You'll get some damage going beyond 35% on a single account. Major damage if your total utilization % is at that level or higher--then you start to look like a "max out" who lives off of credit.
This really sucks, but if you want to revolve larger balances, you need way bigger CLs to have room to do it. $1,000 CL means you shouldn't revolve more than $100 on that card if you want to avoid any loss of points.
If you pay your cards off every month it does not matter---what matters is what the balance on the account is showing when your lender scans their books to upload their status files to the CRAs. Sites like TrueCredit do tell you the reporting date the creditor said they pulled your account. Most of the time this date on or right before the beginning of the statement cycle.
I've read on here that if you keep your balances reporting at $0 for a long time, FICO considers your use of credit "inactive" on that account since there's no activity showing, even if you are using the account [you just pay the thing off very quickly].
I will be a living example of the $0 effect. I'm trying it out for 2010. I'm not letting a single one of my accounts report a balance at all this year. Not even one penny. ![]()

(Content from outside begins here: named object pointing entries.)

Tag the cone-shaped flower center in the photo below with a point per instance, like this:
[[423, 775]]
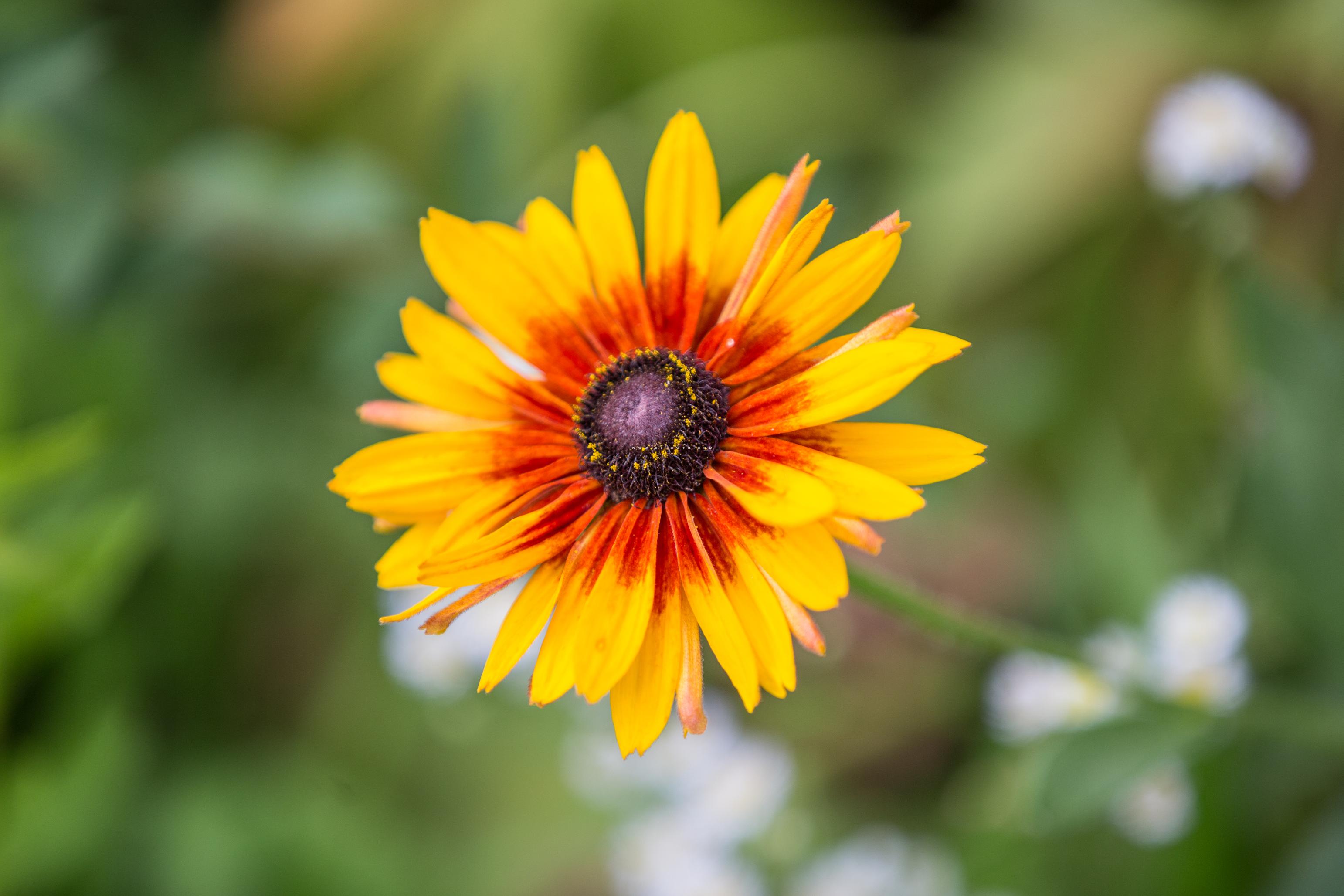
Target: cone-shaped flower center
[[650, 422]]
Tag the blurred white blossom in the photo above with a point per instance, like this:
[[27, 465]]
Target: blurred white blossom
[[881, 862], [1195, 637], [1221, 131], [1156, 809], [1119, 653], [1030, 695], [445, 664], [691, 802]]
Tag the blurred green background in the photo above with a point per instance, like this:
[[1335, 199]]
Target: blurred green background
[[209, 221]]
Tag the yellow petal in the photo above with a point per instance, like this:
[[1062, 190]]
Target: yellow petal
[[416, 418], [641, 700], [804, 560], [690, 687], [433, 472], [616, 614], [855, 533], [914, 455], [711, 606], [772, 492], [519, 544], [788, 261], [756, 606], [681, 221], [525, 621], [554, 672], [843, 385], [440, 622], [412, 378], [603, 219], [859, 491], [400, 566], [479, 265], [733, 244], [777, 224], [800, 622], [812, 303], [561, 266]]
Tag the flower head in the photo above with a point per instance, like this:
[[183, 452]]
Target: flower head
[[1157, 808], [1030, 695], [1195, 632], [670, 460], [879, 862], [1217, 132]]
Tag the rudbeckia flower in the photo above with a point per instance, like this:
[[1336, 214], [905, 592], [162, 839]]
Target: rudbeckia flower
[[670, 464]]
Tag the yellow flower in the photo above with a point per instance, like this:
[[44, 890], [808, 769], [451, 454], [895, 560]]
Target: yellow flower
[[676, 468]]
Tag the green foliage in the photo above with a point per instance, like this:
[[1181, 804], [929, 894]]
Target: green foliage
[[207, 222]]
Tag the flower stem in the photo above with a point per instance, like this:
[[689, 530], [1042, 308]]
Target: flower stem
[[939, 618]]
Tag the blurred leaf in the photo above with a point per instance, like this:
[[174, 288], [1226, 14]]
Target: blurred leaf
[[61, 805], [1093, 766], [246, 193], [34, 458], [64, 584], [1315, 865]]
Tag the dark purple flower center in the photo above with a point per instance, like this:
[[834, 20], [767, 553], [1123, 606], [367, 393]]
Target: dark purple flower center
[[650, 422]]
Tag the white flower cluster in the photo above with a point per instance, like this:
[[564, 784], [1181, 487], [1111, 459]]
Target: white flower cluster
[[1218, 132], [1031, 695], [881, 862], [1156, 809], [1188, 653], [449, 664], [695, 801]]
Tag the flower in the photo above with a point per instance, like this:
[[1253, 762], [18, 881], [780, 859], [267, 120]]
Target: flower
[[881, 862], [1159, 808], [444, 667], [1195, 633], [1030, 695], [699, 800], [659, 855], [1219, 131], [676, 468]]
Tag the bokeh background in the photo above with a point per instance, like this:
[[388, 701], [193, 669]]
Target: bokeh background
[[209, 221]]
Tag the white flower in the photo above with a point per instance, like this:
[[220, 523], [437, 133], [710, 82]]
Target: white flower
[[1031, 695], [1195, 637], [444, 664], [742, 794], [659, 855], [699, 798], [1119, 653], [1219, 686], [671, 769], [1219, 131], [881, 862], [1156, 809], [1198, 621]]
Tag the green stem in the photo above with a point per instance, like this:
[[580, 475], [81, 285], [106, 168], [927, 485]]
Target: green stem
[[939, 618], [1311, 722]]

Mainemedic, something does not look right. A 20-pt drop is hard to understand.
You are correct, closing the account would not cause you to lose its length of credit unless the OC deleted the account.
You lost its CL in your overall % util. But if it was a low CL card, and had no balance, its impact on overall % util was probably minimal.
It did reduce the number of open revolving accounts, which may have resulted in over of half of your open accounts reporting a balance, but that is not a big factor. I think something else is going on.....
What other cards do you have?
I'm not sure what's happening in your case - it might be helpful to list your cards, their CL's and their balances. That way we can examine the utilization beast a little more exactly.
If you do not have any other bank/national cc's, then closing your only one can yield such a point hit. So, if your other cards were merchant cards, that would help explain.
Give us a little more specific info if you can, maybe we can get it figured out.